If I navigate to the Reporting/traffic page I can see graphs of the "in" and "out" data on LAN and WAN interfaces working correctly with real data. On the same page the "Top Hosts" in and out graphs are also displayed but without any data being shown. If I navigate to the "Top Talkers" tab no host data is displayed there either.

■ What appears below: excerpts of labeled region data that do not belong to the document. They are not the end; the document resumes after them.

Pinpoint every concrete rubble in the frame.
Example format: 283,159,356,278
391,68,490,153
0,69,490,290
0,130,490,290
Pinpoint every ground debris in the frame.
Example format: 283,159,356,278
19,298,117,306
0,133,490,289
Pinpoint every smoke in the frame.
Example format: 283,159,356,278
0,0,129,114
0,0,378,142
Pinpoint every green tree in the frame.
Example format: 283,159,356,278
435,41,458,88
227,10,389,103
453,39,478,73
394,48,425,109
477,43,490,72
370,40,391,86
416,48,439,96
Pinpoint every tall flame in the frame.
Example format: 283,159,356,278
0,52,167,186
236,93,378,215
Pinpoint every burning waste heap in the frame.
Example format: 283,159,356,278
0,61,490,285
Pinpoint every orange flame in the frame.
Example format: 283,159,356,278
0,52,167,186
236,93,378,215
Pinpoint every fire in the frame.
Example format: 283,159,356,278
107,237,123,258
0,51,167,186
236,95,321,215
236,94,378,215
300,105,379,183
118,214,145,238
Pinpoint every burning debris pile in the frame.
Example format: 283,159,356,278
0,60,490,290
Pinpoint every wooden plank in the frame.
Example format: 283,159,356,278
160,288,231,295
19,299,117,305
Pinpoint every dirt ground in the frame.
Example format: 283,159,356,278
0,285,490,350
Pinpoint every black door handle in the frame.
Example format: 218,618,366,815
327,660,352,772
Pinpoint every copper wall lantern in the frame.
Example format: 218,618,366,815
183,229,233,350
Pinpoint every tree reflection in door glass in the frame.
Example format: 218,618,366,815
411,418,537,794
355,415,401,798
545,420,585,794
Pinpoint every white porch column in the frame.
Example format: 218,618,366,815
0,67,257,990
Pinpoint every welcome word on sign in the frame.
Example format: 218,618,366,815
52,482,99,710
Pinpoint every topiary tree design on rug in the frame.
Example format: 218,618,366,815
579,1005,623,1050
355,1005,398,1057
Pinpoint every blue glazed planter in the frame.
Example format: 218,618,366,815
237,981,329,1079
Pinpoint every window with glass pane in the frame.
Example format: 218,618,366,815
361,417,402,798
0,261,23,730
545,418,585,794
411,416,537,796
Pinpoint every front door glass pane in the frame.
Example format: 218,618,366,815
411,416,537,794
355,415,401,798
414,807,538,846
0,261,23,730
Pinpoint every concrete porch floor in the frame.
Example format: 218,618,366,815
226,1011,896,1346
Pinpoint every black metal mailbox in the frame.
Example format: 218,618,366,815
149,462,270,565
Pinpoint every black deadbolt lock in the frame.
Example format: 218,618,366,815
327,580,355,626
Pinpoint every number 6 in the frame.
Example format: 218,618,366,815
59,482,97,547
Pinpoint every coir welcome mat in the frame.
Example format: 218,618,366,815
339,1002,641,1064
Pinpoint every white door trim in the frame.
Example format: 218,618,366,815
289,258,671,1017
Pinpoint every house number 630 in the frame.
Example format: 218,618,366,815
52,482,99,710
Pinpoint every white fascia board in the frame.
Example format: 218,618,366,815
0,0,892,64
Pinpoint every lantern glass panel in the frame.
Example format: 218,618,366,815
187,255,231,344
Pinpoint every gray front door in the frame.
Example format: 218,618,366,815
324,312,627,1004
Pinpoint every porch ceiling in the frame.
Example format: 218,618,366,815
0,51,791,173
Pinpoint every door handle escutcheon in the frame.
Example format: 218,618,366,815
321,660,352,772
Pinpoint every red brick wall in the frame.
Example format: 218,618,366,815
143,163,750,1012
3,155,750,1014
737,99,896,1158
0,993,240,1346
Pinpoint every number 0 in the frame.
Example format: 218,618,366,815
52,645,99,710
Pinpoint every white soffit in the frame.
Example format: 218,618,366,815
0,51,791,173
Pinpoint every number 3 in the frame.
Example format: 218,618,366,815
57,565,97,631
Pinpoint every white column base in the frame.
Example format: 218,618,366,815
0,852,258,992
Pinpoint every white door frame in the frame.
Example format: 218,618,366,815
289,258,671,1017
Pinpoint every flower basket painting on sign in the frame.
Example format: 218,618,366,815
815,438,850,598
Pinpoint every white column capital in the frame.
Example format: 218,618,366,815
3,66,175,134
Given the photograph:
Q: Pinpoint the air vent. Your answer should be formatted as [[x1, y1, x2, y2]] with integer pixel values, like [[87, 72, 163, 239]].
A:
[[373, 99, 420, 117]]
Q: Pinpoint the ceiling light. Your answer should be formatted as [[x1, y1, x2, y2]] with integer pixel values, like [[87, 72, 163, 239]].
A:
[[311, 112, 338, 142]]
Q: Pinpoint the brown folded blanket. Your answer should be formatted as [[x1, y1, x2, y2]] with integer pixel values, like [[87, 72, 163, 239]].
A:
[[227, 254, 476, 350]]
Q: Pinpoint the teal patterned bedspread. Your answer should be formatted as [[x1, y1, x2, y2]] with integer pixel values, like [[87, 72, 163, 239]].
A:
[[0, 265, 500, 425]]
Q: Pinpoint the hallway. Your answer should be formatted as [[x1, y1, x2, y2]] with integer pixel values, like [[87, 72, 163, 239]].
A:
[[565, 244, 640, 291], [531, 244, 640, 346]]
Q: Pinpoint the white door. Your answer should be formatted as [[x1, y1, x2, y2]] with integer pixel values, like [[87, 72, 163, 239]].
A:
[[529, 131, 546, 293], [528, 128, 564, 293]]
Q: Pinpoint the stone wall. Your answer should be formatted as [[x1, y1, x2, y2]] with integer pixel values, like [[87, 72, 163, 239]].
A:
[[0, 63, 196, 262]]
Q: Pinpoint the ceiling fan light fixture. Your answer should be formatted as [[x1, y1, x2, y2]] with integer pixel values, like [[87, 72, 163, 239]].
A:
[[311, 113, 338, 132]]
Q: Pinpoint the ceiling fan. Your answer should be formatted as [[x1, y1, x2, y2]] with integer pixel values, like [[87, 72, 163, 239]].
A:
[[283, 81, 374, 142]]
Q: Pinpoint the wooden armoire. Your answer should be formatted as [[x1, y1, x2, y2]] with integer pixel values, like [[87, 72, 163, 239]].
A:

I've check the fw's backend log and I can see the error message below, from the configd.py process, when navigate to Reporting/Traffic:

Script action failed with Command '/usr/local/opnsense/scripts/interfaces/traffic_top.py --interfaces 'igc0'' returned non-zero exit status 1. at Traceback (most recent call last): File "/usr/local/opnsense/service/modules/actions/script_output.py", line 44, in execute subprocess.check_call(script_command, env=self.config_environment, shell=True, File "/usr/local/lib/python3.9/subprocess.py", line 373, in check_call raise CalledProcessError(retcode, cmd) subprocess.CalledProcessError: Command '/usr/local/opnsense/scripts/interfaces/traffic_top.py --interfaces 'igc0'' returned non-zero exit status 1.

If I then navigate to Top talkers I also see the same error in the backend log as above.

I don't know if this helps but if I run the command from the log via ssh:

/usr/local/opnsense/scripts/interfaces/traffic_top.py --interfaces 'igc0'

I receive this error message:

Traceback (most recent call last):
  File "/usr/local/opnsense/scripts/interfaces/traffic_top.py", line 154, in <module>
    if ip.is_private():
AttributeError: 'IPAddress' object has no attribute 'is_private'


Interface igc0 is the fw's LAN interface and is passing LAN traffic ok. I'm using igc0 as a dot1q trunk.

Any ideas on how I could fix the issue above will be appreciated! As above, I'm new to OPNsense so user error on my part is a likely cause!

Thanks